The profitability and the impossibility of prioritizing the environment are not excuses for us not to care about the environment. If each company blazes full speed ahead in total disregard of the environment, the result will likely be the end of the industry, and the company. (Newton, 2008) This is a classic example of the tragedy of the commons. Because the ecosystem is the life support system on which we depend, we have no other source of wealth or access to life. Natural capital, its value, and its fragility are of great significance, as the precondition for everything.

Since nature is important to preserve, we cannot decide the steps taken by the plants. It goes back to the "only" forum to solve the problem— the law. The law collective-decision power settles dubious issues in advance on the strength of the best available knowledge and the democratic process. However, as in Dark Waters, Billot tries so hard to sue the companies, but the law is too slow. The profits are immediate, and the repercussions are extensive. Every single one of the actions is very costly in the legal process. 

Even law could not be the solution, so how to solve the distressing problem—break the system and stop the pollution? We could not rely on the public or a person because it is too costly in every aspect to any individual; We could not rely on companies because they have the profitability to deal with; we could not rely on the regulations because they could be ineffective in enforcement; We could not rely on laws even, because they are too slow to be implemented. Each "solution" comes with its limitations. 

This essay does not try to offer a single solution to fit all, as it is impossible. It reveals the complexity of the social issue discussed in Dark Waters. The plot could be summarized as simple: Inflamed by that injustice and the complicity of local authorities, the lawyer risks his career as he embarks on a decades-long legal siege of one of America's most powerful corporations. This social issue is related to the history of pollution mitigation and America's political constitutions. Many parties have taken different roles here. This is a social issue about the tensions between different parties' stances and goals. Hopefully, All parties, be it the company, the people, the lawyer, and government, could reach their balance. The legislation, though takes so much effort and time to be passed and carried out, is still the most concrete solution. As Billot, the hero in real life, continues fighting against "Dark Water, he said in the interview:

"If we can't get where we need to go to protect people through our regulatory channels, through our legislative process, then unfortunately what we have left is our legal process," says Bilott. "If that's what it takes to get people the information they need and to protect people, we're willing to do it."

Bibliography

Dan-Cohen, M. (2016). Rights, persons, and organizations: A legal theory for bureaucratic society, 2nd edition. New Orleans: Quid Pro Books.
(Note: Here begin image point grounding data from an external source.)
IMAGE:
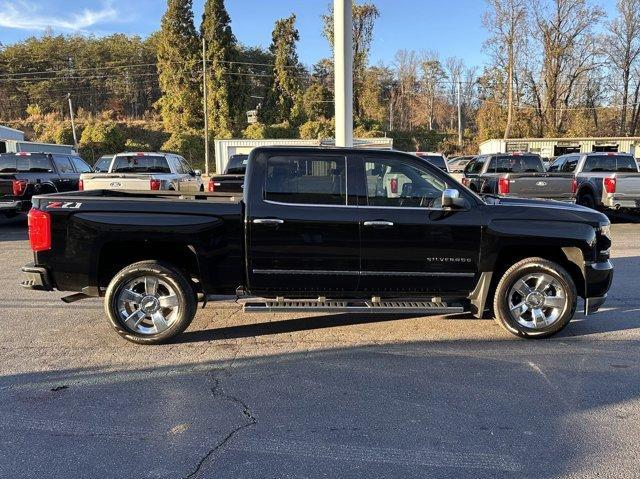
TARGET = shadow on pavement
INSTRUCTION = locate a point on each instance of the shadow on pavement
(424, 409)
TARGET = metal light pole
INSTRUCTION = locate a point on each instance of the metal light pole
(73, 123)
(343, 66)
(206, 107)
(459, 118)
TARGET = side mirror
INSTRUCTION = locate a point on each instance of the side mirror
(451, 199)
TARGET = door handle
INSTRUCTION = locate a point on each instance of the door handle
(379, 224)
(268, 221)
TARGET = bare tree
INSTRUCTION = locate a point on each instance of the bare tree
(564, 31)
(622, 49)
(432, 76)
(506, 21)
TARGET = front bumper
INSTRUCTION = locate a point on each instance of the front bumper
(598, 277)
(37, 278)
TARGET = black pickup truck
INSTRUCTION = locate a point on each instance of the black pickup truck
(322, 229)
(23, 175)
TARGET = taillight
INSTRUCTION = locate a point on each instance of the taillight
(39, 230)
(610, 185)
(394, 185)
(19, 187)
(503, 186)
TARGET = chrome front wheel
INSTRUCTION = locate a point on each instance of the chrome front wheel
(536, 301)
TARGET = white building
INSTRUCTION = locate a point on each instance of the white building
(7, 133)
(553, 147)
(227, 148)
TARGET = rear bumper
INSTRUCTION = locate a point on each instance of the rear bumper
(613, 202)
(598, 278)
(37, 278)
(12, 206)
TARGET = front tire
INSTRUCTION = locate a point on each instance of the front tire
(535, 298)
(150, 302)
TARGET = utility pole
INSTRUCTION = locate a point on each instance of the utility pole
(73, 123)
(459, 118)
(343, 66)
(206, 107)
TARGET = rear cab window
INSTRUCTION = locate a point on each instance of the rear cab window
(610, 164)
(25, 164)
(306, 180)
(516, 164)
(140, 164)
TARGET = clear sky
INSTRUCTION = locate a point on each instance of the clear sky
(451, 27)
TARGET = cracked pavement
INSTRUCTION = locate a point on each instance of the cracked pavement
(289, 395)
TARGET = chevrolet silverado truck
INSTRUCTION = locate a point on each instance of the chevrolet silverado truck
(144, 171)
(320, 230)
(232, 179)
(595, 180)
(25, 174)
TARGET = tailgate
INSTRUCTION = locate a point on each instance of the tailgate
(109, 181)
(542, 186)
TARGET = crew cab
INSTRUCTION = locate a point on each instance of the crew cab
(144, 171)
(232, 179)
(25, 174)
(596, 180)
(322, 229)
(505, 174)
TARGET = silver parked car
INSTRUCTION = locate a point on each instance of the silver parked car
(144, 171)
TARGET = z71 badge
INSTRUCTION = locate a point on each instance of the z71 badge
(68, 205)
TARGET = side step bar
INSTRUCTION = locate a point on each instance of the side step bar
(352, 306)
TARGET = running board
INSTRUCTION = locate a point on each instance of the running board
(352, 306)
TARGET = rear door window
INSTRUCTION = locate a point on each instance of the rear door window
(81, 166)
(63, 164)
(306, 180)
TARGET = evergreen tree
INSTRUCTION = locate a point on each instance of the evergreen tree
(285, 89)
(227, 86)
(178, 68)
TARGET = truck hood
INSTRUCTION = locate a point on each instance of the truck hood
(548, 210)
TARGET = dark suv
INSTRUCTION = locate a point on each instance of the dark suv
(24, 174)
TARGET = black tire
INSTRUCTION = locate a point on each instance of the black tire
(523, 269)
(587, 200)
(186, 301)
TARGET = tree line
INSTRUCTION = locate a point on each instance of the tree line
(556, 68)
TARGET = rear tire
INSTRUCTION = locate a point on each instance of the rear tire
(535, 298)
(150, 302)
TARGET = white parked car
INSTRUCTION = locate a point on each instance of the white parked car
(143, 171)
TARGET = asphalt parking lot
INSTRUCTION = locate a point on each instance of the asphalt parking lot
(316, 396)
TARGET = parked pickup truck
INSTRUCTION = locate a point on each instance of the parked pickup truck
(506, 174)
(320, 229)
(145, 171)
(232, 179)
(595, 180)
(24, 174)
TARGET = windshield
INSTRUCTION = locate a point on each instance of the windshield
(237, 165)
(141, 164)
(435, 160)
(610, 164)
(25, 164)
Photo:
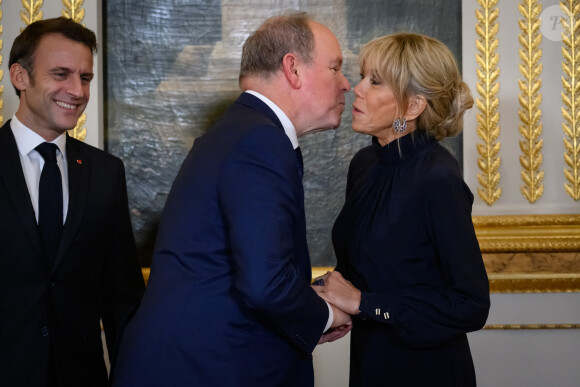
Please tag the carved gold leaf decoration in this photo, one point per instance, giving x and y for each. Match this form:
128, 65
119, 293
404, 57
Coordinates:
487, 87
530, 98
31, 11
79, 132
73, 10
571, 95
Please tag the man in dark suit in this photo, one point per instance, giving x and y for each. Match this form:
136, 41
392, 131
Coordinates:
67, 261
229, 301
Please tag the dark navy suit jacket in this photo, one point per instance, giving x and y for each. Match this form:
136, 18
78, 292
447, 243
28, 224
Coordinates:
96, 274
229, 301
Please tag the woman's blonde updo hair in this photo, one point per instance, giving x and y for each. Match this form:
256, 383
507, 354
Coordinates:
414, 64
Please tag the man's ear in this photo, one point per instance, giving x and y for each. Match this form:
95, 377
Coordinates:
290, 67
415, 107
19, 76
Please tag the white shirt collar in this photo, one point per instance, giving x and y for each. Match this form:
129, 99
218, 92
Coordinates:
27, 139
286, 123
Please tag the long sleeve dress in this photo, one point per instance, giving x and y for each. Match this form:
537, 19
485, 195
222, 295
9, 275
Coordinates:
405, 238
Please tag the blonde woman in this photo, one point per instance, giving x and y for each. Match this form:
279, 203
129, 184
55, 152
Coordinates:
408, 261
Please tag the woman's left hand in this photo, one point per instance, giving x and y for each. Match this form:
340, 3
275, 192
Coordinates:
338, 291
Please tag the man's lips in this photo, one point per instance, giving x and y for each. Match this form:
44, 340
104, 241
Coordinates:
66, 105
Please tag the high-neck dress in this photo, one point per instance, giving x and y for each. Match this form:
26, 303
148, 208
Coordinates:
405, 238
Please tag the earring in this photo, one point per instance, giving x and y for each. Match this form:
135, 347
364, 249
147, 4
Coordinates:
400, 126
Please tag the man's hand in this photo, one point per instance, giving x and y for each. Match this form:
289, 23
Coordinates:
333, 288
335, 333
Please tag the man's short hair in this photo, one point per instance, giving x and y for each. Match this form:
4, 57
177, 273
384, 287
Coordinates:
26, 43
264, 50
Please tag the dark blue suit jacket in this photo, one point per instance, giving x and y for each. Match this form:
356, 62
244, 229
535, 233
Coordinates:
229, 301
96, 275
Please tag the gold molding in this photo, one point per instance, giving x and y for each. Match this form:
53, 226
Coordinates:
74, 10
488, 128
534, 283
79, 131
528, 233
571, 95
530, 99
31, 11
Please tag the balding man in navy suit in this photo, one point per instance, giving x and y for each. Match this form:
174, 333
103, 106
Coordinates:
229, 301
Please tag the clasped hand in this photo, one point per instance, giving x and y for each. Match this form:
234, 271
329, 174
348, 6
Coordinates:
344, 300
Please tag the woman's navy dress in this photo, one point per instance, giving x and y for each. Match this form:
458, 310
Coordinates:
405, 238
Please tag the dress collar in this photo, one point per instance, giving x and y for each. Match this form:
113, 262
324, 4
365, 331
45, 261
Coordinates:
403, 148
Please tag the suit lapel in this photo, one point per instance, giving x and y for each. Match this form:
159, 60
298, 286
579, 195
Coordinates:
78, 186
257, 104
12, 177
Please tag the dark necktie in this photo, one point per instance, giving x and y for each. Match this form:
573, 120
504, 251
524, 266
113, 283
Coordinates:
300, 162
50, 201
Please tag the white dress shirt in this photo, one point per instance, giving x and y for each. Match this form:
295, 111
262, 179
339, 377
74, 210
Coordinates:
32, 162
290, 131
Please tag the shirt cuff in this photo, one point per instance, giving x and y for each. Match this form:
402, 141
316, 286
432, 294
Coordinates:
330, 317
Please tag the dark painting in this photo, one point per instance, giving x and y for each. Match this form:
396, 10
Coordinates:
171, 68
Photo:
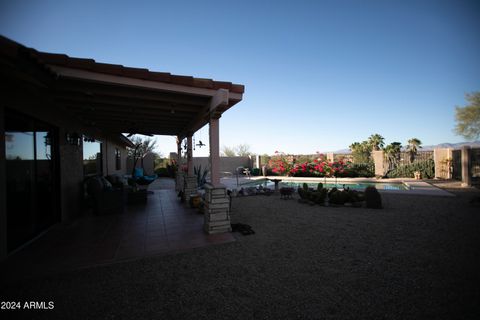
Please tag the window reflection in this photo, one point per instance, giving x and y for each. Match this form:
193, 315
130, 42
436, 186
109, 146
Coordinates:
19, 146
92, 157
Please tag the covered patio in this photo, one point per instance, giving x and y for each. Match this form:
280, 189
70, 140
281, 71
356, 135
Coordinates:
84, 97
161, 226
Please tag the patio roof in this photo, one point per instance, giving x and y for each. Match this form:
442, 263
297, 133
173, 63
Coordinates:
119, 99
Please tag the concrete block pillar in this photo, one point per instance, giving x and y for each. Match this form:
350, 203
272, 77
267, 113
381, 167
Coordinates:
443, 158
179, 174
3, 190
214, 151
466, 165
189, 186
330, 157
217, 212
189, 156
379, 160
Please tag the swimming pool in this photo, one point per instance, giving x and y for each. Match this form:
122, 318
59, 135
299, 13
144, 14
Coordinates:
360, 186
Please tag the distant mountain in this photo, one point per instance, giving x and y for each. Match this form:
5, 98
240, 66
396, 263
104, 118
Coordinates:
473, 144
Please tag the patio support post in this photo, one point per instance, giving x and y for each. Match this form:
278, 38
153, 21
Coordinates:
214, 152
466, 177
179, 173
217, 201
190, 180
3, 190
189, 156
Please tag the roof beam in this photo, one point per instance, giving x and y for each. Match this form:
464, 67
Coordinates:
218, 101
132, 82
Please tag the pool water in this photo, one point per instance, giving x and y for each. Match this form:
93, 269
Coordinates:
341, 185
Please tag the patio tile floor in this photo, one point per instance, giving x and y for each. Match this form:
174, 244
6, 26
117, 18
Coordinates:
162, 225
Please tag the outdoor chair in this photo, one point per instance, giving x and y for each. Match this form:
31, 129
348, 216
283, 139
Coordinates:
141, 179
105, 199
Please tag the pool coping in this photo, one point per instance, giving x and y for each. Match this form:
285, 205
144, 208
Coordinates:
416, 187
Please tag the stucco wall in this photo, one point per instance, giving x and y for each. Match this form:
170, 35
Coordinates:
227, 164
379, 160
109, 159
71, 178
148, 163
3, 209
440, 155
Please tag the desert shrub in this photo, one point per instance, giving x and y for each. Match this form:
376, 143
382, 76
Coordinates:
333, 190
302, 193
353, 196
255, 172
338, 197
373, 198
162, 172
362, 170
426, 168
320, 196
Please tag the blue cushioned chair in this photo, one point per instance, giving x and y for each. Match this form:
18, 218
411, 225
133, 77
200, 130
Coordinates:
141, 179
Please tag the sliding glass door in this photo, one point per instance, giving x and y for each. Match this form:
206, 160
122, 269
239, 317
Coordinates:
31, 172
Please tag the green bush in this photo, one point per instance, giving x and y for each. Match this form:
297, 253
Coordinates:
162, 172
426, 168
255, 172
373, 198
338, 197
366, 170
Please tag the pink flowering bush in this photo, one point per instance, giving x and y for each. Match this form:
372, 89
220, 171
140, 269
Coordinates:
282, 164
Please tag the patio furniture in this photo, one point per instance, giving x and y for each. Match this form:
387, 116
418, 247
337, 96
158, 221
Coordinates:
277, 182
141, 179
104, 197
138, 196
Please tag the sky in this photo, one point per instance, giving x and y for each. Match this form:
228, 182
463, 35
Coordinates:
318, 75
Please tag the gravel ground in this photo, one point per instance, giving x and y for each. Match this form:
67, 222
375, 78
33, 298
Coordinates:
418, 258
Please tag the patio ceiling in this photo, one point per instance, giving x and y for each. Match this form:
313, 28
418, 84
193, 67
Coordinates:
118, 99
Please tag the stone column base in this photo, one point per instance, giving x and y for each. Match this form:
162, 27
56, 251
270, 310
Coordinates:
189, 187
217, 212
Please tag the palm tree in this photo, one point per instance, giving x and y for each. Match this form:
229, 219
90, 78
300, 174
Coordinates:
376, 141
140, 149
392, 154
412, 148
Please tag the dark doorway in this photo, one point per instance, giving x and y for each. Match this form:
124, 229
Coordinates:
31, 172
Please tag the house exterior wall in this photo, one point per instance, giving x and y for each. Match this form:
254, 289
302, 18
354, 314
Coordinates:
3, 209
70, 161
109, 146
227, 164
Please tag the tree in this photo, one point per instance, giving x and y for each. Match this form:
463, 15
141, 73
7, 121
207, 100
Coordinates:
243, 150
228, 152
361, 152
392, 154
376, 141
140, 149
468, 117
412, 148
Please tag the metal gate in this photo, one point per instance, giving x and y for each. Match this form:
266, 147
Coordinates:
457, 164
475, 165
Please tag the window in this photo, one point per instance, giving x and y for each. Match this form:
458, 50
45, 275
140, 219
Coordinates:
92, 157
118, 159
Lisa H. Newton. (2008).Business Ethics and the Natural Environment

Orts, E. W. (2018). Book Review: Adam Winkler We the Corporations: How American Businesses Won Their Civil Rights. Organization Studies, 39(11), 1653–1657. https://doi.org/10.1177/0170840618784540

Orts, E. W. (2015). Business persons: A legal theory of the firm. Oxford: Oxford University Press.

ALEJANDRO DE LA GARZA (2019). Dark Waters Tells the True Story of the Lawyer Who Took DuPont to Court and Won. But Rob Bilott’s Fight Is Far From Over. Time.

https://time.com/5737451/dark-waters-true-story-rob-bilott/

Orts, E. W., Sepinwall, A. J. (2015). Privacy and organizational persons. Minnesota Law Review, 99, 2275–2322.